Magazine Les Grands Dossiers de Diplomatie

USA : une maison divisée

Alors que républicains et démocrates n’ont jamais paru autant éloignés les uns des autres, c’est l’ensemble de la société américaine qui souffre aujourd’hui d’une polarisation grandissante, mettant à l’épreuve l’unité du pays, qui semble se fissurer de jour en jour. Comment expliquer une telle situation, à l’aube d’une élection dont le déroulé et le dénouement s’annoncent décisifs pour l’avenir du projet américain ?

« Sans malice envers personne, avec charité envers tous […], efforçons-nous de terminer la tâche dans laquelle nous sommes engagés, de panser les blessures de la nation […], de faire tout ce qui peut atteindre et chérir une paix juste et durable entre nous-mêmes et avec toutes les nations. (1) » Ainsi parlait Abraham Lincoln à sa seconde investiture présidentielle en mars 1865, à quelques semaines de la capitulation des armées confédérées et de son propre assassinat. L’idéal d’union est inscrit au cœur du projet politique américain, sur le plan fédéral comme national, libéral et démocratique.

Pourtant, l’histoire présente et récente des États-Unis est celle d’une féroce polarisation intérieure, qui n’échappe à aucun observateur. L’exemple ci-dessus de la guerre de Sécession ne représente qu’une des instances les plus extrêmes de ce phénomène, que l’on a observé au long de l’existence nationale. Se déclarer indépendants, ou non, de la couronne britannique, fut la première occasion de divergence entre les Américains en devenir. L’année électorale 2024 est déjà considérée comme un autre de ces moments de décision historique dans laquelle la discorde n’est pas uniquement une divergence politique, mais aussi une division émotionnelle et physique violente qu’on décèle jusque dans les familles à travers le pays.
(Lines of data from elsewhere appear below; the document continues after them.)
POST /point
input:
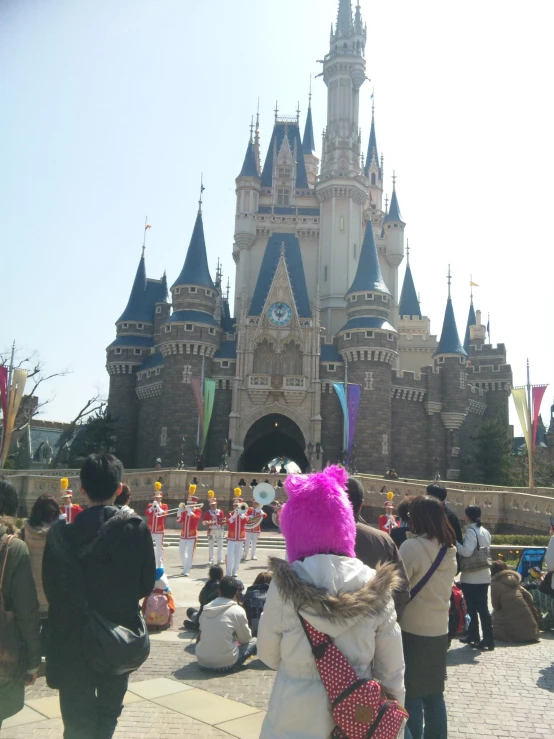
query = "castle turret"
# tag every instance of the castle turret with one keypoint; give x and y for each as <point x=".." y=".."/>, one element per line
<point x="189" y="339"/>
<point x="450" y="357"/>
<point x="308" y="148"/>
<point x="368" y="346"/>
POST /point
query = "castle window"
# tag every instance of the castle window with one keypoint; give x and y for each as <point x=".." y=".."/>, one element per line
<point x="283" y="197"/>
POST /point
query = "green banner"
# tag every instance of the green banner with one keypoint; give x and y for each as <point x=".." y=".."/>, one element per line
<point x="209" y="397"/>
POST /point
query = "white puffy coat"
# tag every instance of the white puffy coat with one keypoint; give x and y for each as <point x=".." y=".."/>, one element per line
<point x="341" y="597"/>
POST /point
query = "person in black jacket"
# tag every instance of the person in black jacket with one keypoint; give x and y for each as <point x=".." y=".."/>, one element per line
<point x="209" y="592"/>
<point x="110" y="553"/>
<point x="437" y="491"/>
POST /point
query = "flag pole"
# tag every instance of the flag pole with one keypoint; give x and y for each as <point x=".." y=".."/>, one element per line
<point x="530" y="451"/>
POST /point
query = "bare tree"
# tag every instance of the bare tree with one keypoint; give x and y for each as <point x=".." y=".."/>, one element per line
<point x="92" y="405"/>
<point x="37" y="374"/>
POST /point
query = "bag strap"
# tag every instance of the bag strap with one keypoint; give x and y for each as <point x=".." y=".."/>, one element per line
<point x="425" y="579"/>
<point x="4" y="550"/>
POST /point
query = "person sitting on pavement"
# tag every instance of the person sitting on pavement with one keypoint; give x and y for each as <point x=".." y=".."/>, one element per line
<point x="254" y="600"/>
<point x="437" y="491"/>
<point x="374" y="547"/>
<point x="225" y="641"/>
<point x="209" y="592"/>
<point x="514" y="617"/>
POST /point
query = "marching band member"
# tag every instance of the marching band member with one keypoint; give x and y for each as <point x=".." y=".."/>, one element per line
<point x="388" y="521"/>
<point x="156" y="513"/>
<point x="189" y="516"/>
<point x="214" y="518"/>
<point x="255" y="516"/>
<point x="236" y="520"/>
<point x="69" y="511"/>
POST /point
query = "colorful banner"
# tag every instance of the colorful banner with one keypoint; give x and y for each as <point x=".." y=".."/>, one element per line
<point x="537" y="394"/>
<point x="339" y="389"/>
<point x="196" y="383"/>
<point x="519" y="394"/>
<point x="17" y="387"/>
<point x="354" y="395"/>
<point x="209" y="397"/>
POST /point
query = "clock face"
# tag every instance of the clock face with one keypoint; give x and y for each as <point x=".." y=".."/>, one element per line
<point x="280" y="314"/>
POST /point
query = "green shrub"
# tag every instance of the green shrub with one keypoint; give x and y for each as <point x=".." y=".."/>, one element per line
<point x="521" y="540"/>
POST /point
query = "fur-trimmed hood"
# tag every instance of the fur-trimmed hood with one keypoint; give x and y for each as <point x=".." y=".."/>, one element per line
<point x="333" y="592"/>
<point x="507" y="578"/>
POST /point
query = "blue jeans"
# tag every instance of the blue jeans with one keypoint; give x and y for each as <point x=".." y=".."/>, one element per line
<point x="430" y="710"/>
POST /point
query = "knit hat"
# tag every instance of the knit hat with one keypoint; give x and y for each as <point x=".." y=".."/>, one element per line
<point x="318" y="517"/>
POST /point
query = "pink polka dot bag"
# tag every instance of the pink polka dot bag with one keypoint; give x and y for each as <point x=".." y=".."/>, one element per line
<point x="360" y="707"/>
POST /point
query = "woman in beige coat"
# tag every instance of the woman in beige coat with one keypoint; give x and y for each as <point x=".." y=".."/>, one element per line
<point x="514" y="617"/>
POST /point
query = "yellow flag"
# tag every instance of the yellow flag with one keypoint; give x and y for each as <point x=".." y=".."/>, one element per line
<point x="519" y="394"/>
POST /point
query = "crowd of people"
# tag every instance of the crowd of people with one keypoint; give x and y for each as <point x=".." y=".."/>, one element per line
<point x="353" y="611"/>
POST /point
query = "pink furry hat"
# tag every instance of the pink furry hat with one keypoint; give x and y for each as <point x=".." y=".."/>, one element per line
<point x="317" y="517"/>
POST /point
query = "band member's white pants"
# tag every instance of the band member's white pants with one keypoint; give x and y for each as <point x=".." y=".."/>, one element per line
<point x="216" y="537"/>
<point x="186" y="550"/>
<point x="158" y="540"/>
<point x="251" y="543"/>
<point x="234" y="554"/>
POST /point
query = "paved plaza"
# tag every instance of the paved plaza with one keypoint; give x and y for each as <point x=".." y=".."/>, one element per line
<point x="507" y="693"/>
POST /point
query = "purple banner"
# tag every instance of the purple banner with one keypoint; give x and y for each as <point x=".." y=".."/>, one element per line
<point x="354" y="393"/>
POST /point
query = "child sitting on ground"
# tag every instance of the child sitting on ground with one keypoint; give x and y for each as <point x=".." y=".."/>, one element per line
<point x="225" y="641"/>
<point x="158" y="607"/>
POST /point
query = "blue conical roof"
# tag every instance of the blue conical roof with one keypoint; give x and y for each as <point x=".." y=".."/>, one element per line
<point x="450" y="341"/>
<point x="195" y="270"/>
<point x="409" y="304"/>
<point x="308" y="142"/>
<point x="250" y="166"/>
<point x="471" y="321"/>
<point x="372" y="149"/>
<point x="394" y="210"/>
<point x="368" y="276"/>
<point x="135" y="310"/>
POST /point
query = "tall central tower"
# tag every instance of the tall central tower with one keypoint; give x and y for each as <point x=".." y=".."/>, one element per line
<point x="342" y="188"/>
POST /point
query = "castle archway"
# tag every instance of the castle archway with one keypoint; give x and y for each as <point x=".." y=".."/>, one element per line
<point x="272" y="435"/>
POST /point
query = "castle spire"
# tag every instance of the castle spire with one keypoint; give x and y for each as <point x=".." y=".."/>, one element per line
<point x="135" y="307"/>
<point x="368" y="275"/>
<point x="450" y="341"/>
<point x="471" y="321"/>
<point x="308" y="142"/>
<point x="409" y="302"/>
<point x="344" y="18"/>
<point x="195" y="269"/>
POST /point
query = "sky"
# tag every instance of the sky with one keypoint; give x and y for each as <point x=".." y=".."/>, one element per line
<point x="112" y="109"/>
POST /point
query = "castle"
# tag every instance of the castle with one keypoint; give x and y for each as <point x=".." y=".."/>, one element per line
<point x="317" y="301"/>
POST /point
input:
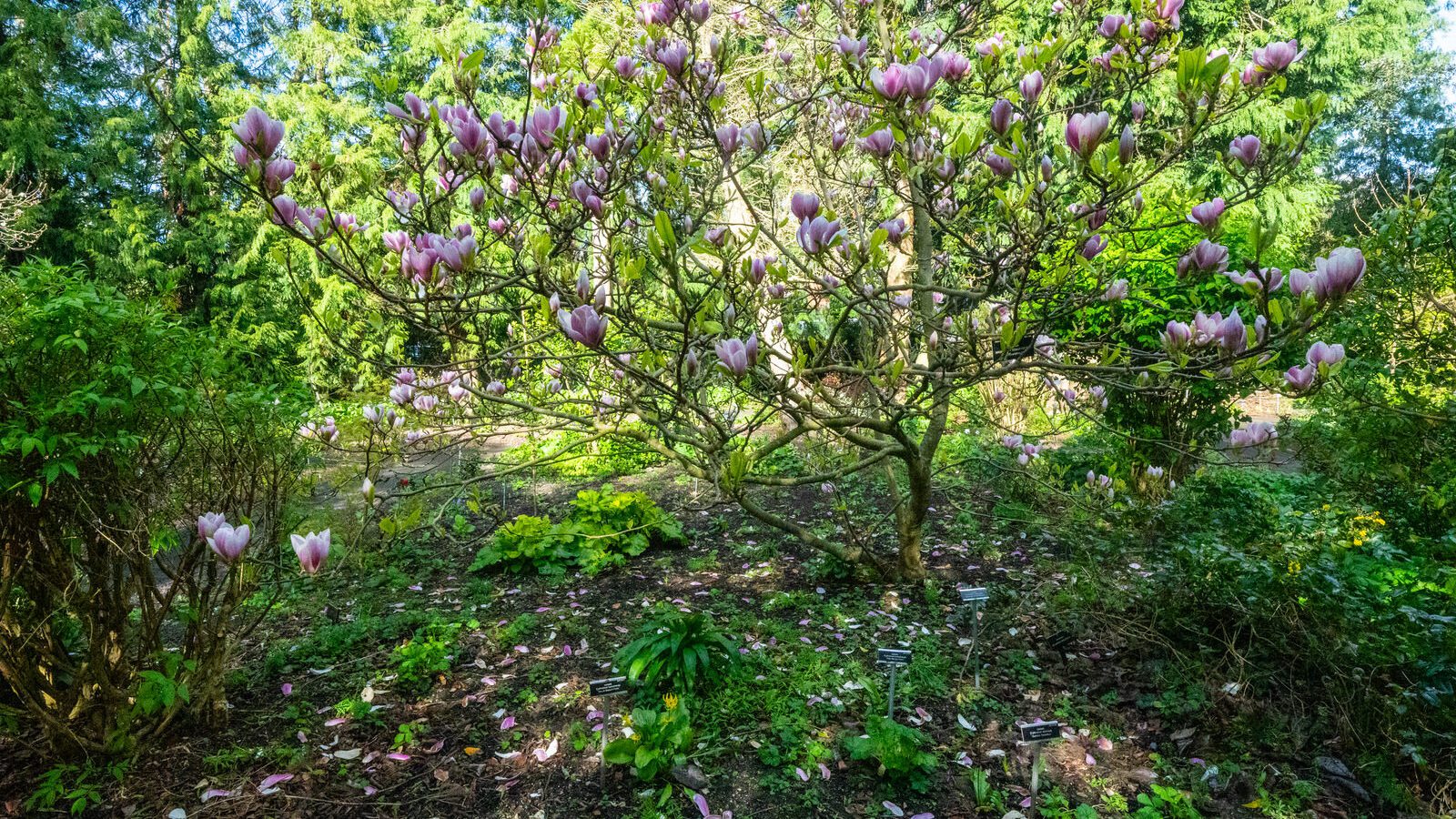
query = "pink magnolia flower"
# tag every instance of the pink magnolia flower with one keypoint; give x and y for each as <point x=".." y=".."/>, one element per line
<point x="880" y="143"/>
<point x="733" y="356"/>
<point x="819" y="235"/>
<point x="1031" y="86"/>
<point x="258" y="135"/>
<point x="804" y="206"/>
<point x="1177" y="336"/>
<point x="230" y="542"/>
<point x="582" y="325"/>
<point x="1085" y="131"/>
<point x="1300" y="379"/>
<point x="312" y="550"/>
<point x="1278" y="56"/>
<point x="208" y="523"/>
<point x="1208" y="215"/>
<point x="1339" y="273"/>
<point x="1325" y="354"/>
<point x="888" y="82"/>
<point x="1245" y="149"/>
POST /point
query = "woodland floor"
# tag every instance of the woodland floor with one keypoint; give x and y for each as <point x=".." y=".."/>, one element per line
<point x="814" y="639"/>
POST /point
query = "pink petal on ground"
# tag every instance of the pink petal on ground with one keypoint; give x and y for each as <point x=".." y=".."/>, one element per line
<point x="274" y="780"/>
<point x="543" y="753"/>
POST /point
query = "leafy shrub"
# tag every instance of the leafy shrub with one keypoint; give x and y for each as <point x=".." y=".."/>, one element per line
<point x="672" y="651"/>
<point x="531" y="542"/>
<point x="120" y="428"/>
<point x="1310" y="592"/>
<point x="602" y="531"/>
<point x="659" y="741"/>
<point x="899" y="751"/>
<point x="417" y="661"/>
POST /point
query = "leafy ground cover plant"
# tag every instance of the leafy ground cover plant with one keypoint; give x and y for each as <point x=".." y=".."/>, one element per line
<point x="602" y="531"/>
<point x="659" y="741"/>
<point x="676" y="651"/>
<point x="899" y="751"/>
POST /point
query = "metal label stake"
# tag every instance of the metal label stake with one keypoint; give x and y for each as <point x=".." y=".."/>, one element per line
<point x="893" y="658"/>
<point x="608" y="687"/>
<point x="976" y="598"/>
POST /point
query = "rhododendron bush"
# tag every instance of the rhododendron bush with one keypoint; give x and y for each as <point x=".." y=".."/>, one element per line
<point x="723" y="230"/>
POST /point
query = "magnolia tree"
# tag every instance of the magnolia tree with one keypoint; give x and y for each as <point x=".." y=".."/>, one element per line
<point x="728" y="234"/>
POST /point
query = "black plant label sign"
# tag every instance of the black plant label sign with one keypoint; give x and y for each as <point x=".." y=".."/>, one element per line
<point x="1040" y="731"/>
<point x="609" y="687"/>
<point x="977" y="593"/>
<point x="893" y="656"/>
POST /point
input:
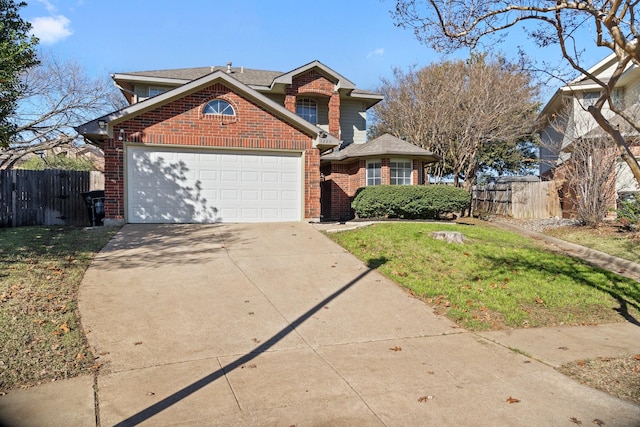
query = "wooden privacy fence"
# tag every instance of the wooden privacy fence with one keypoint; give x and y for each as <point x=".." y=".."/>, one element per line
<point x="522" y="200"/>
<point x="49" y="197"/>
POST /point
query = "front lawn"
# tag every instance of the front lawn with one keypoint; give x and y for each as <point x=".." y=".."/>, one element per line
<point x="610" y="238"/>
<point x="496" y="279"/>
<point x="41" y="338"/>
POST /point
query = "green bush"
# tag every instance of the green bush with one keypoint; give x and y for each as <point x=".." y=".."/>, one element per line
<point x="410" y="202"/>
<point x="629" y="214"/>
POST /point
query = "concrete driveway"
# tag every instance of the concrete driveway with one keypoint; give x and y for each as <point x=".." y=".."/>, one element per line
<point x="274" y="324"/>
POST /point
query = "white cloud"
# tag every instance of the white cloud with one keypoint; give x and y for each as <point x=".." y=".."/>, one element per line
<point x="378" y="52"/>
<point x="51" y="29"/>
<point x="47" y="4"/>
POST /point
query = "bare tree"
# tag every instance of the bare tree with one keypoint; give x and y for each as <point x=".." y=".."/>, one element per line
<point x="586" y="166"/>
<point x="57" y="95"/>
<point x="460" y="110"/>
<point x="447" y="25"/>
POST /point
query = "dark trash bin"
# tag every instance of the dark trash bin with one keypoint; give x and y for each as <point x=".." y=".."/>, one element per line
<point x="95" y="206"/>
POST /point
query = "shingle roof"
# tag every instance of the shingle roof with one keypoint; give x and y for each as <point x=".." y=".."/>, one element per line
<point x="385" y="145"/>
<point x="247" y="76"/>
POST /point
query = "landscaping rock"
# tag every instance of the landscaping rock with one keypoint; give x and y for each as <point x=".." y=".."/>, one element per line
<point x="449" y="236"/>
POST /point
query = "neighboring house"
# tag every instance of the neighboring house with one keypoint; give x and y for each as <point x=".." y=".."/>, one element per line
<point x="568" y="120"/>
<point x="70" y="150"/>
<point x="240" y="145"/>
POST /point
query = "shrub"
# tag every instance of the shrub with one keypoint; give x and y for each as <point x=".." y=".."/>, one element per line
<point x="410" y="202"/>
<point x="629" y="214"/>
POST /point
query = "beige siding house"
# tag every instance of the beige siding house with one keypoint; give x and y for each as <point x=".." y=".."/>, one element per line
<point x="568" y="120"/>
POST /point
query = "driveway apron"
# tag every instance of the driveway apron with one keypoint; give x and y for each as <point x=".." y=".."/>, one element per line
<point x="274" y="324"/>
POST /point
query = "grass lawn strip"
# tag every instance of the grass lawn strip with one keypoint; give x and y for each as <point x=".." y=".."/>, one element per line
<point x="496" y="279"/>
<point x="40" y="271"/>
<point x="618" y="376"/>
<point x="610" y="238"/>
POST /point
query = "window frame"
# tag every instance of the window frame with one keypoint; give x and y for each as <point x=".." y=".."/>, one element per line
<point x="401" y="175"/>
<point x="218" y="112"/>
<point x="373" y="166"/>
<point x="307" y="103"/>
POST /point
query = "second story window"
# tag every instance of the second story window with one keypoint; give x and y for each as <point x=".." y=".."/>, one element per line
<point x="219" y="107"/>
<point x="307" y="109"/>
<point x="590" y="98"/>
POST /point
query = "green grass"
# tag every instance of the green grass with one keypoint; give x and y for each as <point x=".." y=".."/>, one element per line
<point x="609" y="239"/>
<point x="40" y="334"/>
<point x="496" y="279"/>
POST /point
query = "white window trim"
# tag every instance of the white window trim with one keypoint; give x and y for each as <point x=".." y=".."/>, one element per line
<point x="403" y="170"/>
<point x="308" y="103"/>
<point x="373" y="178"/>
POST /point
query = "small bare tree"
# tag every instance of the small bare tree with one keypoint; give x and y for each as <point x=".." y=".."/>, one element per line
<point x="56" y="96"/>
<point x="587" y="166"/>
<point x="464" y="111"/>
<point x="447" y="25"/>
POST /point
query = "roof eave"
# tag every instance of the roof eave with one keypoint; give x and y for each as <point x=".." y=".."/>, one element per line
<point x="130" y="78"/>
<point x="113" y="119"/>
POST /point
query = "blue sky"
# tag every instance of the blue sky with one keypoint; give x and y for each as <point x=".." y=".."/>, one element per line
<point x="356" y="38"/>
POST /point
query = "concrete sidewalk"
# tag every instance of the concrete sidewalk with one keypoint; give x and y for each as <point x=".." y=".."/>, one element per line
<point x="274" y="324"/>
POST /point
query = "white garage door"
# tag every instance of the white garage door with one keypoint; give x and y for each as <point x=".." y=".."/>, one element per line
<point x="184" y="186"/>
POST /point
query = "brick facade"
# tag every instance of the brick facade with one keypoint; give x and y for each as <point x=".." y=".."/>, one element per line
<point x="313" y="83"/>
<point x="181" y="123"/>
<point x="344" y="179"/>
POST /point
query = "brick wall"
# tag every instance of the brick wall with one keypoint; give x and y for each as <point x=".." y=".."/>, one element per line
<point x="347" y="178"/>
<point x="181" y="123"/>
<point x="310" y="83"/>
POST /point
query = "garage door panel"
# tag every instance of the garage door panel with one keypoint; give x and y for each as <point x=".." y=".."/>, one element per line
<point x="195" y="186"/>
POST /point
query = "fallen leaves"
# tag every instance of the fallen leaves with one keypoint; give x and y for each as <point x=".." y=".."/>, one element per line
<point x="249" y="366"/>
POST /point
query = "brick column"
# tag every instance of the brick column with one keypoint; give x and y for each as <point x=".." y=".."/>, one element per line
<point x="334" y="114"/>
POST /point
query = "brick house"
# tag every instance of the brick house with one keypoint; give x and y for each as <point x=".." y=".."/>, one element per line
<point x="232" y="144"/>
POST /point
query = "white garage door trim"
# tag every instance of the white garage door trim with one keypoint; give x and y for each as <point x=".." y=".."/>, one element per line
<point x="178" y="185"/>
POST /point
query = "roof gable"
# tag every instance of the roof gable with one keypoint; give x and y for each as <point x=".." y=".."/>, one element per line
<point x="340" y="81"/>
<point x="384" y="146"/>
<point x="93" y="131"/>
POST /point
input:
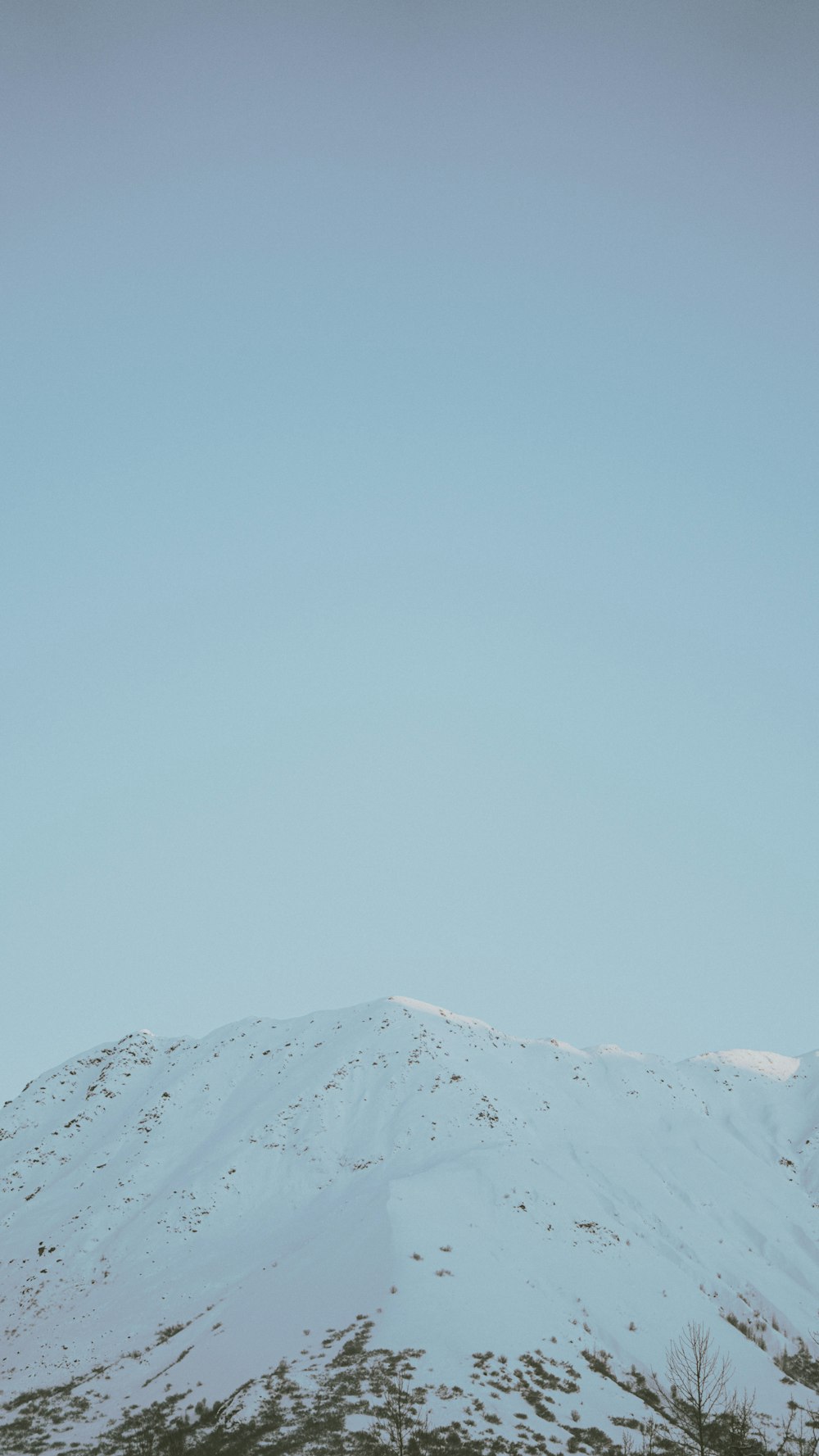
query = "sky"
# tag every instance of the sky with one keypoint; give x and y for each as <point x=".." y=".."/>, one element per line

Comprendre les causes et les aspects de cette polarisation intérieure des États-Unis, en les catégorisant et en les expliquant, est une étape nécessaire de l’observation du pays tel qu’il est aujourd’hui, et tel que ces causes et aspects produisent des effets sur ses relations extérieures.

Les causes économiques et sociales

L’American way of life repose bien sur un consensus autour du modèle capitaliste et libéral. Pourtant, il est aussi reconnu que les États-Unis sont un pays de fortes inégalités économiques et de luttes sociales intenses. L’unité nationale et la stabilité politique ont plusieurs fois été mises en cause du fait de ces inégalités et luttes. La quête de moyens pour y remédier a aussi caractérisé plusieurs périodes de l’histoire. La réalisation du « rêve américain » pour une population justement reconnue comme diverse est vue comme une condition du vivre-ensemble et du nation-building.

Ainsi, l’historien Michael Heale identifie deux des trois grandes périodes du XXe siècle comme étant marquées par des politiques et des figures dirigeantes cherchant à réduire les effets des inégalités et de la polarisation sociale : d’abord l’ère « progressive » (1900-1933), puis l’ère du « New Deal » (1933-1969), la dernière (1969-2000) étant justement présentée comme « l’ère de la division » (2).

Les États-Unis ont d’abord été un pays de colonisation, puis une puissance économique émergente, puis une superpuissance à la pointe de l’industrie, de la technologie et de l’innovation. Chaque étape a permis l’évolution ou la transformation du sort de catégories sociales dans différentes régions du pays. Les périodes de prospérité, de forte croissance, ont permis une vie politique plus apaisée, moins confrontationnelle, de même qu’elles ont souvent alimenté un consensus autour des grandes lignes de l’action extérieure des gouvernements américains, même en cas d’alternance politique.

Ces conditions, notamment dans les après-guerres, se réalisaient plus aisément en période de claire avance et dominance américaine dans les domaines porteurs de la croissance. L’émergence de concurrents économiques et commerciaux via l’extension de la mondialisation les a en revanche dégradés. On perçoit dans la société américaine, et dans la vie politique, une continuité dans la critique virulente de certains concurrents commerciaux étrangers : le Japon hier, dans les années 1970 et 1980 ; la Chine aujourd’hui, depuis les années 2000. Le consensus libéral, libre-échangiste, de marchés ouverts des biens, services et travailleurs immigrés, était plus facile à obtenir quand la surperformance américaine redistribuait les richesses et les opportunités de mobilité sociale.